Moving-bed catalytic cracking processes (TCC) involve concurrent mixing of the hot feed vapours with catalyst beads that flow to the separation and fractionating section of the unit.

Aside from combustion products from heaters, emissions from catalytic cracking processes are from the catalyst regenerator. These emissions include NMVOC, NOx, SOx, CO, particulates, ammonia, aldehydes, and cyanides.

In FCC units, particulate emissions are controlled by cyclones and/or electrostatic precipitators. CO waste heat boilers may be used to reduce the CO and hydrocarbon emissions to negligible levels.

TCC catalyst regeneration produces much smaller quantities of emissions than is the case for FCC units. Particulate emissions may be controlled by high-efficiency cyclones. CO and NMVOC emissions from a TCC unit are incinerated to negligible levels by passing the flue gases through a process heater firebox or smoke plume burner.

SOx from catalyst regeneration may be removed by passing the flue gases through a water or caustic scrubber.

Thermal cracking

Thermal cracking units break heavy oil molecules by exposing them to higher temperatures. In viscosity breaking (visbreaking), topped crude or vacuum residuals are heated and thermally topped in a furnace and then put into a fractionator. In coking, vacuum residuals and thermal tars are cracked at high temperature and low pressure with a long residence time. In Europe there are many visbreaking units; coking is less often applied.

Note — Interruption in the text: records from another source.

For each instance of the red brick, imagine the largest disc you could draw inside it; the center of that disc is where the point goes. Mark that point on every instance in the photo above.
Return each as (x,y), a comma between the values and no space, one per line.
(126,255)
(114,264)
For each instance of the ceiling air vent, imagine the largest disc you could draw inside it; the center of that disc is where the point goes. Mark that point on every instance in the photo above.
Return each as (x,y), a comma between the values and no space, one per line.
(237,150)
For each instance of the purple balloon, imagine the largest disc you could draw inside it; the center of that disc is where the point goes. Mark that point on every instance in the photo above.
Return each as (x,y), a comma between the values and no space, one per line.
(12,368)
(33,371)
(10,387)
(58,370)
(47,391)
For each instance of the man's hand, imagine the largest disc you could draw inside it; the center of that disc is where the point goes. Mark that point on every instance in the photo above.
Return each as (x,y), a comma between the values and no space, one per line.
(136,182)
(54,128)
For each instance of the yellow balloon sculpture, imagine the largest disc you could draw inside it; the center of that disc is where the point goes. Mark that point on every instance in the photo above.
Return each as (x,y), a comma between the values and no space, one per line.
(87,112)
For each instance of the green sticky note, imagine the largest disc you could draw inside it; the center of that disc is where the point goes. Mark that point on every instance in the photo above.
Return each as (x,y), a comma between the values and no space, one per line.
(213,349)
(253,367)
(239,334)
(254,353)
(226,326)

Emissions from these units are not well characterised. In delayed coking, particulate and hydrocarbon emissions are associated with removing coke from the coke drum and subsequent handling and storage operations. Generally there is no control of hydrocarbon emissions from delayed coking, although in some cases coke drum emissions are collected in an enclosed system and routed to a refinery flare.

Sweetening

Sweetening of distillates is accomplished by the conversion of mercaptans to alkyl disulfides in the presence of a catalyst. Conversion may then be followed by an extraction step in which the disulfides are removed.

Hydrocarbon emissions are mainly from the contact between the distillate product and air in the air-blowing step. These emissions are related to equipment type and configuration, as well as to operating conditions and maintenance practices.

Blowdown systems

Many of the refining process units subject to hydrocarbon discharges are manifold into a collection unit (i.e. blowdown system), comprising a series of drums and condensers, whereby liquids are separated for recycling and vapours are recovered, recycled or flared with steam injection (for flaring see chapter 1.B.2.c Venting and flaring).

Sulphur recovery plants

Tail gas from a Claus sulphur-recovery unit contains a variety of pollutants from direct process oxidation reactions including SO2 and unreacted H2S, other furnace side reaction products such as reduced sulphur compounds and mercaptans (e.g. COS, CS2) as well as small quantities of CO and VOC. These components may be emitted directly in older or very small uncontrolled Claus plants. The quantity and composition of sulphur components in the Claus plant tail gas are directly related to the sulphur recovery efficiency which will depend on factors such as the number of catalytic stages, the concentration of H2S and other contaminants in the feed gas, the stoichiometric balance of inlet gaseous components, operating temperatures, combustion efficiencies and catalyst maintenance. Typical Claus plant efficiencies range from 94–96% for two-stage units to 97–98.5% for four-bed catalytic plants and, because the process is thermodynamically limited, the tail gas still contains per cent quantities of sulphur compounds which may be further treated for recovery and emission control. When feed gas flow is much lower than the dimensional flow for the Claus unit and when sour gas composition and flow is fluctuating between 80 and 90% it can be difficult to achieve these high efficiencies. Efficiencies between 80 and 90% have been reported for such difficult conditions.